Solvent‐Dependent Singlet Fission in Diketopyrrolopyrrole Dimers: A Mediating Charge Transfer versus a Trapping Symmetry‐Breaking Charge Separation

Three diketopyrrolopyrrole (DPP) dimers, linked via different dithienylphenylene spacers, ortho‐DPP (o‐DPP), meta‐DPP (m‐DPP), and para‐DPP (p‐DPP), are synthesized, characterized, and probed in light of intramolecular singlet fission (i‐SF). Importantly, the corresponding DPP reference (DPP‐Ref) singlet and triplet excited state energies of 2.22 and 1.04 eV, respectively, suggest that i‐SF is thermodynamically feasible.

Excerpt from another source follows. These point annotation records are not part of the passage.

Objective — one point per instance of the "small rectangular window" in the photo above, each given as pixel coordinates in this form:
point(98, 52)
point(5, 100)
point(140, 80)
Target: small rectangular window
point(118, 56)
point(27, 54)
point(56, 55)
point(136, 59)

The investigations focus on the impact of the relative positioning of the DPPs, and give compelling evidence that solvent polarity and/or spatial overlap govern i‐SF dynamics and efficiencies. Polar solvents make the involvement of an intermediate charge transfer (CT) state possible, followed by the population of 1(T1T1) and subsequently (T1 + T1), while spatial overlap drives the mutual interactions between the DPPs. In o‐DPP, the correct balance between polar solvents and spatial overlap leads to the highest triplet quantum yield (TQY) of 40%. Notable is the superimposition of CT and triplet excited states, preventing an accurate TQY determination. For m‐DPP, poorer spatial overlap correlates with weaker CT character and manifests in a TQY of 11%. Strong CT character acts as a trap and prevents i‐SF, as found with p‐DPP. The DPP separation is decisive, enabling a symmetry‐breaking charge‐separated state rather than CT formation, shutting down the formation 1(T1T1). Three dithienylphenylene‐bridged diketopyrrolopyrrole dimers, linked in ortho (o‐DPP), meta (m‐DPP), and para (p‐DPP) positions, are characterized in the context of intramolecular singlet fission (i‐SF). In the cases of o‐DPP and m‐DPP, SF is mediated by a charge transfer state, while population of a symmetry‐breaking charge‐separated state dominates p‐DPP and, in turn, hampers SF.